According to Livestrong, a pound of weight is estimated to contain 3,500 calories. That means if you want to lose a pound a week, reduce your daily food intake by about 500 calories. If you want to lose two pounds, reduce your daily intake by 1000 calories.
Another important thing besides counting calories is that you have to pay attention to your food. You should focus on foods that give you healthy nutrients and keep you full for longer. Whole foods are the best choice for your weight loss plan. Green vegetables, nuts, fruits, and yogurt are the best foods that offer large amounts of fiber and protein. Adding green tea to your diet can also help improve your metabolism.
Last but not least is exercising. Choose your preferred workout to complete your weight loss plan and try to do it 3 to 5 times a week for at least 30 minutes. Also, you can combine HIIT workouts like running, cycling, or swimming with strength training like this to burn calories while building muscle.

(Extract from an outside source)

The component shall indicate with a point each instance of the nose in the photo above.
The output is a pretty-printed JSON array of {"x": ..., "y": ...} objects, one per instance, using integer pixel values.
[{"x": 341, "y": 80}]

1 to 2 pounds (about 0.45 to 0.9 kg) is a safe and healthy amount for weight loss per week. According to research, weight loss programs at a slow but steady pace are much safer than rapid weight loss. Also, you will easily maintain healthy living behaviors for the long term to improve the quality of your health.
Besides, rapid weight loss can also increase health risks for your body. This can certainly happen quickly if you try to lose weight quickly without the help of a doctor or health professional. So if you want to lose weight, then maintain your shape for the long term, changing your eating habits slowly and regularly doing physical activity is a wise choice.